Panzer 35(t) — finished, probably


This is the troop of 1:100 (15mm) Panzer 35(t) that I printed on my new Mars Pro in the last couple of days. They're probably finished, unless I'm overcome with enthusiasm to paint on some more markings, which is fairly unlikely.

These three took a little bit under six hours altogether to print, and probably about the same again to prepare and paint. Their turrets are connected to the hulls by the magic of magnetism.

They're pretty rubbish on the wargames table, even in 1940-41 games, but I like them for their rivets. These rivets are a lot more prominent than they were on the real-life vehicles; they benefit much from artistic licence.

Cheapest Lighting Improvement Ever

 Not everybody has access to a fancy lighting setup, and flash photography, especially camera-mounted flash, seldom gives you the best results.

However, even if you're forced to resort to using room lights alone, you can improve the results considerably by using one or more simple reflectors.

In this photo, I'm just using a sheet of printer paper that I've folded in half so that it stands up. A more effective reflector could easily be contrived, but this was the easiest thing I had to hand.

And here's the result. I've done no post-processing at all of this photo, because I wanted to show it just as it came out of the camera.

It could have been further improved by adding a second reflector in front of the tank, to fill in those dark shadows.

Compare the previous photo with this one, where no reflector was used at all. There's very little detail to be seen on the vertical hull side.

Naturally, you'd still need to be using a tripod to avoid camera-shake. Even with studio lights that would be a necessity for decent photographs.

Also, it can be very useful to have the help of an assistant to hold the reflector(s) in exactly the right place(s) for best results, while you, the Sublime Artiste, make your composition through the camera's viewfinder.

If the pure white reflector (or part of it, at least) is included in the shot, it can be used as the white target for my easy colour correction system as described in another post. Once the colours have been properly balanced, all that clutter can be cropped away.



I seem to be developing a wee bit of a backlog in my 1:100 and 1:150 painting progress.

Maybe I should stop printing things for a while....? Nah, that's crazy talk.

Things Are Never As They Seem


Oh boy! A huge chest, no doubt filled with treasures beyond your wildest imagining!

No, of course it isn't. Why would it be?

Naturally it's some sort of hideous monster who wants to eat your face.

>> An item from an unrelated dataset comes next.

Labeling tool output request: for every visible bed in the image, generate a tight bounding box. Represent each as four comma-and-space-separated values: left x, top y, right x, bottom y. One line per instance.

This is a pair of models by (I think) Schlossbauer (though I could be wrong) on Thingiverse. It's not a great print; I hadn't really got the hang of how to reliably support woogly things like this and ended up with quite a few imperfections. I couldn't be bothered re-doing it though.

The Mimic is a D&D monster that has been around for at least as long as the AD&D Monster Manual in 1976, and maybe longer. In that book, it's described as a creature that morphs into the form of a chest or something to lure adventurers within reach of its chompy maw and bashy pseudopods. I prefer to think of it as a creature like a hermit crab, which seeks out a chest (or wardrobe, or whatever) and adopts it as a kind of shell, perhaps moving from one to another as it increases in size.

This is another Mimic, this time from Reaper. It hews much closer to the description as given in the Monster Manual, and it has its own charm.